Table Talk: Sarah J Stanley on why people want more coffee than they want art
How opening a coffee shop next to her studio helps Stanley get through the day
I’m ten years into a career that takes a long time to pursue, and a lot of energy to maintain belief in. Some of my skills lead to commercial gain, but most don’t immediately, so like most professional artists or musicians, a large chunk of what I have to do is simply endure.
It’s a difficult dichotomy for creative practitioners – you need to pay your rent but you also need a huge amount of time alone in a non-market based environment, like your studio, to make something authentic and sincere. I find coffee to be a great companion to preserving my mental energy only for my actual job: making art and writing music. It provides me with the caffeine I need to pick up the tools of my trade and to make a wee buck on the side to pay for my studio.
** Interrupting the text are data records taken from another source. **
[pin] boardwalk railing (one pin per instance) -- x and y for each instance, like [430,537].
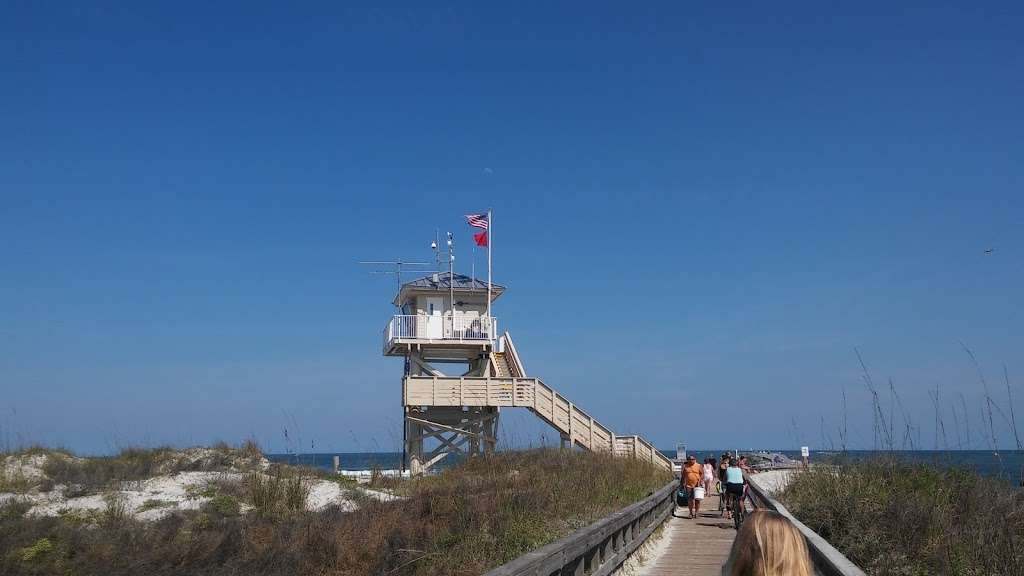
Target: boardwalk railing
[574,424]
[599,548]
[827,561]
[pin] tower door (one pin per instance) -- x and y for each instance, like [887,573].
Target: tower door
[435,311]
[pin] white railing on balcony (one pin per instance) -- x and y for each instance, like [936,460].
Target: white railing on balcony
[459,327]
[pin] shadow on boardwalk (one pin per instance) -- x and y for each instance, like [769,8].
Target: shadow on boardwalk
[693,547]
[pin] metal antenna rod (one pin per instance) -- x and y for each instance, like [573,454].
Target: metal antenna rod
[397,272]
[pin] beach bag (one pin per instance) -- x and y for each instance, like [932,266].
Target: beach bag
[682,497]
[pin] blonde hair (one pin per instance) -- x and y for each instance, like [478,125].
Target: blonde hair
[768,544]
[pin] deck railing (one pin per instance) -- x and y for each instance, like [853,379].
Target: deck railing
[459,327]
[827,561]
[574,424]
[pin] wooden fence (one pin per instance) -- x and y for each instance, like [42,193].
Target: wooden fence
[599,548]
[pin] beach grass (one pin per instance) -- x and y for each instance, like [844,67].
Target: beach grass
[462,522]
[894,518]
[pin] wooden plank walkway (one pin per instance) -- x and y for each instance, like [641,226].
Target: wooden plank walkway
[694,547]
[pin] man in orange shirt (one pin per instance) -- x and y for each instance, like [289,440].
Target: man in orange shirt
[691,478]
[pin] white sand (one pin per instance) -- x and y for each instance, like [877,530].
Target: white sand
[773,482]
[158,496]
[648,552]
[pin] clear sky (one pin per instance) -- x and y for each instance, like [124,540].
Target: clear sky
[700,211]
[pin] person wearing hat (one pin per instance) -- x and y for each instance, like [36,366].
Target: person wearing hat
[691,478]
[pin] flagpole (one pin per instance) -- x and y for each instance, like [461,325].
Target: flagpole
[491,239]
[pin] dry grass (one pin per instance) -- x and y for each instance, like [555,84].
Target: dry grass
[462,522]
[893,518]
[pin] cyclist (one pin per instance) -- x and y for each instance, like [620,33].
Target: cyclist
[723,498]
[734,487]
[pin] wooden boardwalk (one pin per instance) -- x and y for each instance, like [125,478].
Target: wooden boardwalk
[694,547]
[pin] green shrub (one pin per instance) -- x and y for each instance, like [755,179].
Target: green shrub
[38,548]
[896,519]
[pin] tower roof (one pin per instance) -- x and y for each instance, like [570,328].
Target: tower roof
[443,282]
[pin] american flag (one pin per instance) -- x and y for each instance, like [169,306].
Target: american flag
[477,220]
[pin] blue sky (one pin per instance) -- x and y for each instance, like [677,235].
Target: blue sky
[691,203]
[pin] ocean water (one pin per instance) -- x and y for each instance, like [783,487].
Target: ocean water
[1008,464]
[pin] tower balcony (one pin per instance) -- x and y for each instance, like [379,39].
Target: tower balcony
[458,331]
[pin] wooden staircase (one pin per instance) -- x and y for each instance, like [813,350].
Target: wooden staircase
[508,385]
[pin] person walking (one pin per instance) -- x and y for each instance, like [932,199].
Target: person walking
[723,496]
[768,544]
[691,478]
[710,465]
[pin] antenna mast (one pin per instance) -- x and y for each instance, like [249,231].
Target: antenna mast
[396,269]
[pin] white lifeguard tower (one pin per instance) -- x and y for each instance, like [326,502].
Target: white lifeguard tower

People don’t want art like they want caffeine and food, something I’m happy to make use of through running a café next to my studio. Stan’s is situated in a separate front part of my studio property. This way, I get to hang out in either my studio, or a café with great coffee and occasional company, so it works well for right now. My studio is a nonnegotiable essential for all parts of my profession, and so I do what I need to maintain a space that is just mine. If I can manage to do that by making people a coffee alongside mine, I’m happy.
Sarah J Stanley is an artist, musician and owner of Stan’s Studio, Glasgow’s first pay-what-you-want coffee house.